For the record, Fraser and I are both 8". He just looks longer cause he's not cut.
And gay porn...gay porn needs to straighten up and fly right. Cause a lot of the guys watching gay porn are young men who've never even kissed another man, never mind given him a blow job. Blowjobs are not something you're born knowing how to do; they require practice (trust me, the first blowjob I ever gave Fraser was a disaster with a capital D). Some guys don't like to do blowjobs, and they shouldn't be made to feel like they're cheating their partner if they don't. Fraser and I met a gay couple in Canada who've been together almost 40 years, and never had anal sex. They tried it early on, but neither of them really enjoyed it, so it's not a part of their sex lives. Does that make them not really gay, just cause they don't fuck?
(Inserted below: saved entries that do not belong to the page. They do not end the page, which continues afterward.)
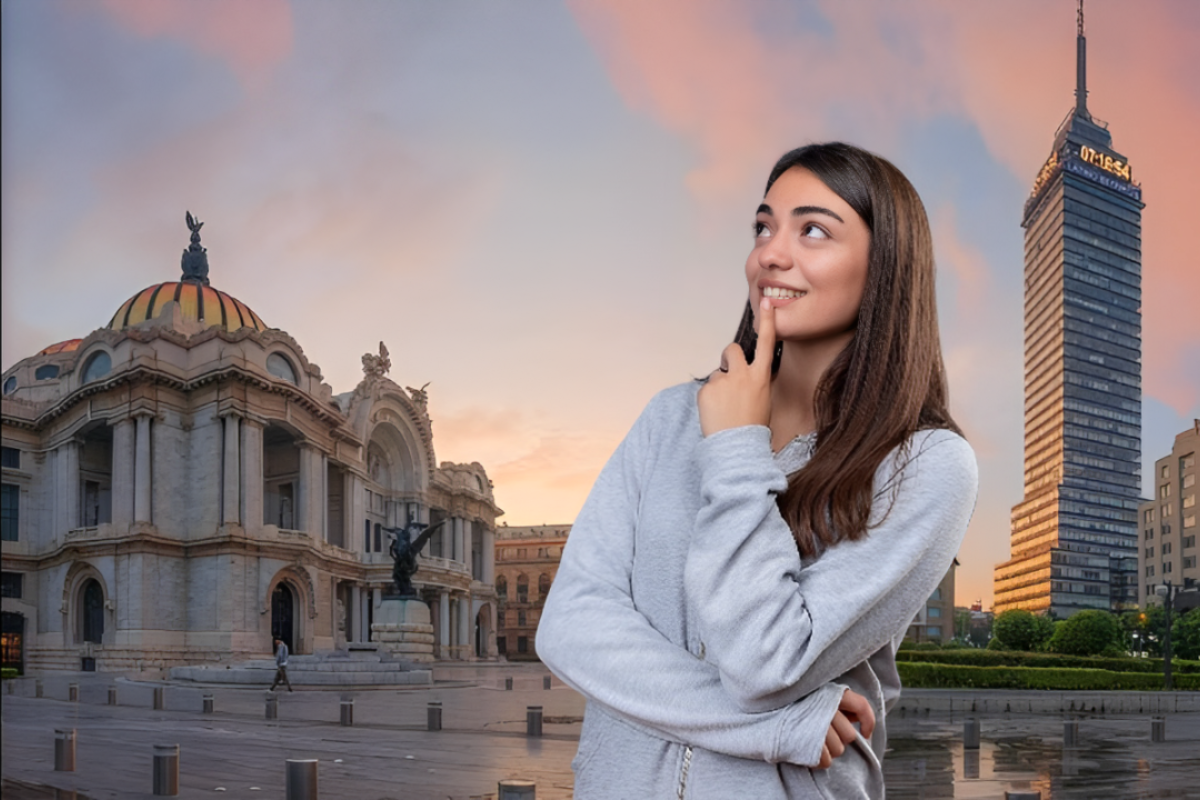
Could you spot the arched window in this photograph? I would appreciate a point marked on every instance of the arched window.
(99, 366)
(93, 609)
(279, 366)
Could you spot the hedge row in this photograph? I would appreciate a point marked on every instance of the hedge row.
(1045, 660)
(931, 675)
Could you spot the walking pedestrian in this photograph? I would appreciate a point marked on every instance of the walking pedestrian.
(281, 665)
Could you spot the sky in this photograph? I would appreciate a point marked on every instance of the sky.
(544, 209)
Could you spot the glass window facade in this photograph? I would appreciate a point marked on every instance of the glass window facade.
(1074, 536)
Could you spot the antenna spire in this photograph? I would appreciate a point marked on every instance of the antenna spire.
(1080, 65)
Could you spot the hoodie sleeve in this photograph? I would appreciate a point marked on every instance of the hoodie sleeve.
(593, 637)
(778, 631)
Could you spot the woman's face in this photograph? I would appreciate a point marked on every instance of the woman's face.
(809, 258)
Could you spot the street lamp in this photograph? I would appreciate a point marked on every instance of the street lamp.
(1167, 591)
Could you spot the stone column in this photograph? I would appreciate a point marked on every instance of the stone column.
(142, 470)
(123, 475)
(309, 491)
(444, 624)
(465, 627)
(231, 473)
(67, 487)
(489, 546)
(251, 474)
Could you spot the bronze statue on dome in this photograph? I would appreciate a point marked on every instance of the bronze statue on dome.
(196, 258)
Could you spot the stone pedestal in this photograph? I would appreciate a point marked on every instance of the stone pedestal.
(402, 626)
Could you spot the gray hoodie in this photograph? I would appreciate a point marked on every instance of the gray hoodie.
(712, 657)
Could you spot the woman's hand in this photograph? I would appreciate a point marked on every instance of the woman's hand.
(853, 708)
(739, 394)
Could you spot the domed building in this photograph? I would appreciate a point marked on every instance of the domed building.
(180, 486)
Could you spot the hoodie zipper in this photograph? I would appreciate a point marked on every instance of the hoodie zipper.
(683, 771)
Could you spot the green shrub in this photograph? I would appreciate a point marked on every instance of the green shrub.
(995, 657)
(934, 675)
(1087, 633)
(1021, 630)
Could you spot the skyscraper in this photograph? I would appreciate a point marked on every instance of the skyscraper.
(1074, 536)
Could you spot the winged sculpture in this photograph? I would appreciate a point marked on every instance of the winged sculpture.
(406, 543)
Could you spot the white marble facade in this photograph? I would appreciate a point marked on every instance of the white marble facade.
(180, 488)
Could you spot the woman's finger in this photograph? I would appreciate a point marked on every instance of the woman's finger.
(859, 709)
(833, 741)
(765, 349)
(843, 729)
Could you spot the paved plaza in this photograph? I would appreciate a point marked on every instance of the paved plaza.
(389, 753)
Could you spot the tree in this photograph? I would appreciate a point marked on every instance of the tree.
(1186, 636)
(1089, 633)
(1021, 630)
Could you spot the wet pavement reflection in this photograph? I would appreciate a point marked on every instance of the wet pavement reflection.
(1115, 758)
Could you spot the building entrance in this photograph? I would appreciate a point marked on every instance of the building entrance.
(282, 615)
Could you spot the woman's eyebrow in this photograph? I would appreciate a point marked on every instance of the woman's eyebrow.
(799, 211)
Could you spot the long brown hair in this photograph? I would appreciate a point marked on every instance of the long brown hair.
(889, 382)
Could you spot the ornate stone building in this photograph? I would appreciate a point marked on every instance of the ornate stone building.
(180, 485)
(526, 564)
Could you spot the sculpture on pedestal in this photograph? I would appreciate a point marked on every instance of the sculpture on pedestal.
(196, 259)
(406, 543)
Sex should be something you do because you love someone, not because everyone in porn movies does it. I mean, how many guys in real life can get it up again right after coming? Okay, I could when I was younger, but I'm getting into my 40s now and my body's slowing down. Which isn't necessarily a bad thing. Young guys have this tendency towards approaching sex like it's a timed Olympic event and they've only got 15 minutes to get it up and get it off. Maybe because when you're young, everything you do is intense. It isn't till you get in your 30s that you realize sex is an ongoing process.
All this should fit into the framework of whatever relationship you've got going. Fraser and I have what amounts to a kissing fetish, acquired during our search for Franklin's Hand, because let's face it; it's just too damn cold up there to risk letting anything fragile get exposed. One of the best orgasms I ever had in my life was achieved flat on my back in a two-man tent, with two sleeping bags and God alone knows how many layers of clothes between us. Fraser can do things with his tongue that should be outlawed.
I'm not sure how much actual sexual experience Ben had before we became a couple, but I don't think it was much, because it's like everything we do is new to him. On the other hand, he knows lots of technical words for sex acts. Without him around, I would've never known there's a phrase to describe getting yourself off by rubbing you dick against the crease where someone's leg joins their hip (intra-femoral intercourse). He's also very fond of using the word buggery to describe fucking, which I like cause it sounds dirty.
Oh, one more thing. Having sex in the shower is sort've like having sex standing up. You can do it, but that's not to say someone's not likely to end up breaking their wrist. So if you absolutely have to have sex in the shower, go easy with the soap.